Pleased to meet you, hope you guess my name.

No doubt, Putin saw his reflection in Bush's vacuous eyes, for this is a man who, like Bush, views war as the natural state of humankind. Putin, like Bush, has one foot planted permanently in the shadow-world of his nation's intelligence gathering apparatus, legitimate and otherwise. And Putin, like Bush, is intent on restoring his country's "greatness" at any cost.

Such men have no patience with peaceniks, hippies, humanitarians and others who oppose a Cold War mentality.

In short, they're dinosaurs. Now consider the world they inherited--Bush as the son of a president, Putin as former head of the KGB.

Contrary to plentiful news images, every objective study shows the world growing more peaceful, not less, as the post-modern age rolls. Advances in communications, the icon of the Whole Earth as seen from space, cultural and business exchanges that allow nations to see the world new, cultural relativism, the unifying power of threats such as global warming and species decline, meditation and other sacraments that reveal universal truths have all served to unite many of us.

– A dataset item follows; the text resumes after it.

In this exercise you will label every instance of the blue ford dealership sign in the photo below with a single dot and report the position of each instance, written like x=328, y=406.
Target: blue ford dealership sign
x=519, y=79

You can chart the reality on a graph that the number of those killed in wars and at the hands of their own governments has declined steadily since the 1940s. That's nearly 70 years of progress toward peace. In the 1960s and 1970s, forces converged to create visions for millions, if not billions, of a world based on understanding, rational initiatives, intelligent marshaling of resources and preservation of the Whole Earth, so fragile, so small, as seen from space.

This is the vision Bush has done his best to wreck the past seven years. His dislike of hippies, peaceniks, Whole Earthers, and forward-looking scientists and their adherents--such as the late Carl Sagan and Al Gore--could scarcely be more obvious.

The tragedy of my generation--the tragedy of our world--is that Bush landed at the controls of the whole damn planet. His belligerence--invading Iraq, putting missiles in Poland, planning new nukes and so forth--made Putin's copycat aggression nearly inevitable.

Still, theirs are archaic, almost quaint crusades. Like Cheney, Rumsfeld and others who seized on war as means to fortune and fame, Bush will soon be a relic of the past, along with his virtual doppleganger and soul mate, Vladimir Putin.

Together they're doomed to spend that pseudo-eternity known as “history” mirrored in each other's eyes. Generations rejected their war-making ways nearly half a century ago, and they're rejecting them again.

Reason and compassion are emergent in the world, as I can show you on a graph. Yes, it resembles a diagrammed waltz, because Bush is leading us backwards. The only question is, will we step forward again fast enough to take the lead from these relics of a dying age whose skeletal hands grasp desperately at history's levers to bring down the house before turning into dust.